This is part of a series on LinqAF, you should start with the first post.
How is LINQ-to-Objects replaceable?
The C# language has a number of keywords that are used with any LINQ provider. Fortunately for me, these keywords are equivalent to methods calls. In other words:
from myItem in myList where myPredicate(myItem) is equivalent to
myList.Where(myItem => myPredicate(myItem)). These method calls are unqualified and untyped, so all that matters is that some code somewhere provides a definition for
Where, System.Linq isn’t privileged nor is IEnumerable<T>.
foreach statement makes untyped and unprivileged calls to
GetEnumerator(). The BCL uses this trick extensively to reduce allocations when enumerating over collections in System.Collections.Generic (for example see how List<T> has a GetEnumerator() method that returns a struct).
How does LinqAF avoid allocating?
The biggest trick is that all operations in LinqAF are represented as structs, whereas LINQ-to-Objects always returns an IEnumerable<T> or IOrderedEnumerable<T>. This means that LinqAF is going to perform 0 allocations for most LINQ operations (the exceptions are covered in a later post) versus LINQ-to-Objects minimum of 1 allocation.
LinqAF also implements custom struct enumerators for each enumerable which can result in fewer allocations. The savings are less for these enumerators because LINQ-to-Objects uses some tricks (like this internal Iterator<T> class) to avoid allocating enumerators in common cases.
Technically LinqAF could achieve these optimizations just by duck typing, but for ease of development and some type checking peace of mind I have all enumerables implement the IStructEnumerable interface and all enumerators implement IStructEnumerator.
There are lots of consequences (and some additional advantages) to having all these different structs flying around. The first big consequence is that LinqAF cannot implement most operations as extension methods, instead I had to use instance methods. This is because generic parameter inferencing ignores type constraints, and I have lots of : struct and : SomeInterface constraints to ensure the correct guarantees are upheld.
Another consequence is that I could not have parameters of a single enumerable type, I had to provide overloads for each of the concrete operator types to avoid boxing. This meant that rather than each enumerable struct having a single
Concat method they had sixty-nine(!), with similar increases in method counts for other operators. All told LinqAF ended up being 2,500+ files and 100,000+ methods, which is much much larger than the official LINQ-to-Objects implementation. Naturally creating all of those files and methods by hand would have been masochistic, I cover exactly how I generated them in the next post.
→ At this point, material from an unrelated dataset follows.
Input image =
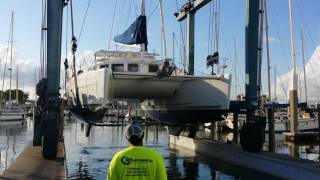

Using structs also introduces a new kind of “uninitialized” error. In C# you cannot hide a struct’s parameterless constructor (technically you cannot implement a structs default constructor either, but that matters less), which means that it’s possible to create a non-null but also not valid enumerable to use with LinqAF. Since LINQ’s semantics require failing-fast on invalid arguments, I add an
IsDefaultValue method to all enumerables to detect this scenario.
There are advantages to having all these different types – I can avoid dynamic dispatch (all calls on structs are non-virtual calls), and allow more optimization opportunities. LINQ-to-Objects has some optimizations for when the actual type of an IEnumerable<T> is a List, array, WhereEnumerableIterator, and so on – but relies on runtime type checking. LinqAF can perform many of these same optimizations, but statically – for example WhereEnumerable’s Select method returns a WhereSelectEnumerable and it’s Where method builds up a chain of predicates (both optimizations avoid creating pointless additional enumerables and enumerators).
What is LINQ-to-Objects?
LINQ is a collection of methods provided by .NET that is used to perform a variety of operations like filtering, mapping, grouping, ordering, an so on. There are a multitude of LINQ providers but one of the most commonly used is LINQ-to-Objects which works on plain old .NET objects in memory (others include LINQ-to-Entities, LINQ-to-XML, and the defunct LINQ-to-SQL).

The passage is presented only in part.